Pendidikan adalah kegiatan yang identik
dengan sekolah. Anak yang berusia 7 tahun akan sangat bahagia ketika hari
pertama mereka masuk sekolah karena membayangkan hal yang selama ini
diceritakan oleh Ibunya tentang kegiatan persekolahan. Duduk di kelas mendengarkan
guru menceritakan hal yang baru, bermain bersama teman-teman saat jam
istirahat, dan mengerjakan PR ketika kembali ke rumah.
Tapi sekolah tidak seindah itu. Sekolah tetap
memiliki dua sisi yang saling berlawanan namun saling melengkapi. Di dalam
sekolah memang ada permainan, persahabatan, petualangan, dan kegembiraan.
Namun, di dalam sekolah juga ada perjuangan, persaingan, pembatasan, dan
kesedihan. Sekolah bukan hanya tempat unjuk kepandaian, unjuk kekuatan, ataupun
unjuk kegemaran. Tapi juga tempat untuk belajar berteman, berkenalan dengan
alam, serta menghargai usaha pribadi. Meskipun hal-hal ini sangat subjektif,
namun, saya percaya kita mengalaminya, sadar atau tidak.
Sebagian orang akan mengalami satu sisi,
datang ke sekolah untuk sekedar menyelesaikan rutinitas, untuk satu tujuan,
menyelesaikan pendidikan. Beberapa dari kita akan dengan susah payah
menjejalkan ilmu-ilmu ke dalam kepala untuk dimuntahkan dihadapan penguji, dan
sesaat kemudian, ilmu itu hilang, bagai menguap dari otak. Kita belajar untuk
satu tujuan, lulus ujian. Kita mempersiapkan diri belajar semalaman untuk satu tujuan,
lancar menjawab soal. Maka wajarlah jika sebagian masyarakat akan beranggapan,
mata pelajaran sekolah itu gunanya apa? Apakah saat sedang naik motor kita
harus mengukur berapa kecepatan seekor semut berjalan agar tidak tertabrak? Apakah
saat membeli gula di warung kita harus menggunakan rumus logaritma? Ini bukan
kesalahan mereka. Ini tentang sudut pandang.
Lalu sebagian orang yang lain akan
mengalami sisi yang satunya. Mereka menikmati masa sekolah, belajar dan bersikap
sesuai dengan hakikat sekolah. Mereka datang ke sekolah setiap pagi karena
paham bahwa udara pagi baik untuk paru-paru dan kesehatan ototnya seperti yang
telah dipelajari dalam mata pelajaran biologi. Mereka tidak senang datang
terlambat karena paham pelanggaran akan membuat seseorang dikenakan sanksi
seperti yang mereka pelajari pada mata pelajaran PKn. Mereka menghapal
rumus-rumus fisika karena paham, rumus akan mempermudah mereka memecahkan
setiap masalah.
Juga, mereka paham bahwa sekolah tidak
sesederhana belajar untuk ujian.
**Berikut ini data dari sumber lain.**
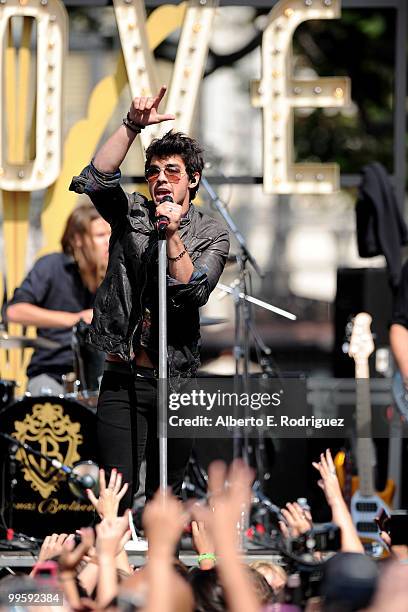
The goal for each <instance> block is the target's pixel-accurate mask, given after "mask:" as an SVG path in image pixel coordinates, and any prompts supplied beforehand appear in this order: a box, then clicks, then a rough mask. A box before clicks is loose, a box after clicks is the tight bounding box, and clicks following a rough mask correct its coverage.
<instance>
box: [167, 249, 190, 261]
mask: <svg viewBox="0 0 408 612" xmlns="http://www.w3.org/2000/svg"><path fill="white" fill-rule="evenodd" d="M185 253H187V251H186V249H184V251H181V253H179V254H178V255H177V257H167V259H168V260H169V261H179V260H180V259H181V258H182V257H183V255H185Z"/></svg>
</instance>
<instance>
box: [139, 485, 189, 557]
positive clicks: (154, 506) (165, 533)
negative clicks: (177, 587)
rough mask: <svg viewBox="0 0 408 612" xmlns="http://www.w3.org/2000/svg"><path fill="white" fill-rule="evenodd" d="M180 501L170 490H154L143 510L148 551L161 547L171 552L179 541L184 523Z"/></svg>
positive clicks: (183, 526)
mask: <svg viewBox="0 0 408 612" xmlns="http://www.w3.org/2000/svg"><path fill="white" fill-rule="evenodd" d="M186 518H187V516H186V514H185V512H184V509H183V506H182V504H181V502H180V501H179V500H178V499H176V498H175V497H174V496H173V495H172V494H171V493H170V492H168V493H167V495H164V492H163V491H161V490H160V489H159V490H158V491H157V492H156V494H155V496H154V497H153V499H152V501H150V502H149V503H148V504H147V505H146V508H145V510H144V512H143V527H144V530H145V533H146V536H147V539H148V542H149V551H150V550H151V549H152V548H154V549H155V550H156V549H159V548H163V549H164V550H165V551H166V552H168V551H170V552H171V554H172V553H173V552H174V549H175V547H176V545H177V542H178V541H179V539H180V537H181V534H182V532H183V528H184V525H185V523H186Z"/></svg>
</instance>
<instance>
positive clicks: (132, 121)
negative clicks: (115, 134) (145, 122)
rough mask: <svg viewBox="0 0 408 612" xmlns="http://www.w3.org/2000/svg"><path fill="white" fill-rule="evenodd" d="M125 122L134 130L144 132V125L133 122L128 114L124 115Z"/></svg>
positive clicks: (134, 121)
mask: <svg viewBox="0 0 408 612" xmlns="http://www.w3.org/2000/svg"><path fill="white" fill-rule="evenodd" d="M126 121H127V122H128V123H130V125H131V126H132V127H133V128H136V129H137V130H144V129H145V127H146V126H145V125H141V124H140V123H136V122H135V121H133V119H131V118H130V115H129V113H128V114H127V115H126Z"/></svg>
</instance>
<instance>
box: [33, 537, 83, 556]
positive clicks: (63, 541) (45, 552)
mask: <svg viewBox="0 0 408 612" xmlns="http://www.w3.org/2000/svg"><path fill="white" fill-rule="evenodd" d="M73 539H74V534H72V533H71V534H69V535H68V534H67V533H53V534H51V535H50V536H46V537H45V538H44V541H43V543H42V544H41V549H40V553H39V555H38V560H39V561H47V559H52V558H53V557H58V555H60V554H61V552H62V550H63V546H64V542H69V541H70V540H73Z"/></svg>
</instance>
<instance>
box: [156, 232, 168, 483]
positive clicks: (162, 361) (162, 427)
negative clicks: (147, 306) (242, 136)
mask: <svg viewBox="0 0 408 612" xmlns="http://www.w3.org/2000/svg"><path fill="white" fill-rule="evenodd" d="M158 237H159V240H158V249H159V380H158V388H157V391H158V393H157V414H158V434H159V466H160V488H161V490H162V491H164V492H165V491H167V420H166V419H167V393H168V391H167V376H168V375H167V242H166V227H162V228H160V225H159V226H158Z"/></svg>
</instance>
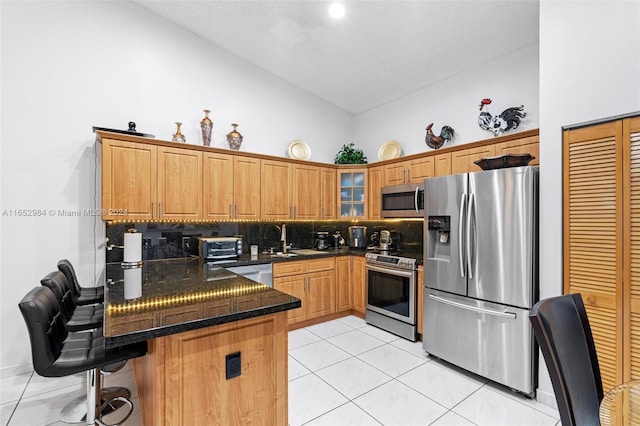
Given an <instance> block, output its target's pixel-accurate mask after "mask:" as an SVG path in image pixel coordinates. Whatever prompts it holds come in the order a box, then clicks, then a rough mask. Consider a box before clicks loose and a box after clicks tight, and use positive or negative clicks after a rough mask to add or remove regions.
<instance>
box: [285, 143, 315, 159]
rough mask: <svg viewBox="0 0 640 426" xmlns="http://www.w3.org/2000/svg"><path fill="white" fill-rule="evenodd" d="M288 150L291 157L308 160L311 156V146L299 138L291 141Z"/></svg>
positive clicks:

Namun, lebih nyata daripada itu. Membiasakan diri
mengerjakan tugas, membuat kita terbiasa menggali potensi diri, mengasah
kreativitas otak, dan melakukan inovasi untuk pemecahan masalah. Membiasakan diri
mengumpulkan tugas tepat waktu, mengajarkan kita betapa pentingnya manajemen
waktu, kesabaran dan ketekunan serta bekerja dibawah tekanan. Mengalami
kegagalan saat mengikuti ujian mengajarkan kepada kita, seberapa rendahnya
kemampuan kita jika tanpa Al ‘Alim, Sang Maha Berilmu.
Pada akhirnya, Matematika, Fisika,
Geografi, Sejarah memang bukanlah hal yang menjadi tujuan kita bersekolah. Sekolah
itu tempat melatih diri untuk menghadapi ujian yang sesungguhnya di dalam
kehidupan setelah sekolah. Mereka yang telah mengalami kedua sisi dari sekolah
ini akan merasa, sekolah sangat penting. Sekolah bukan sekedar bangunan yang
ditempati untuk membaca, menulis dan berhitung, lebih dari itu, sekolah adalah
keseluruhan kehidupan seorang manusia, sebagai insan pendidikan.
Maka
sekali lagi, ini bukan tentang salah kaprah, ini tentang sudut pandang.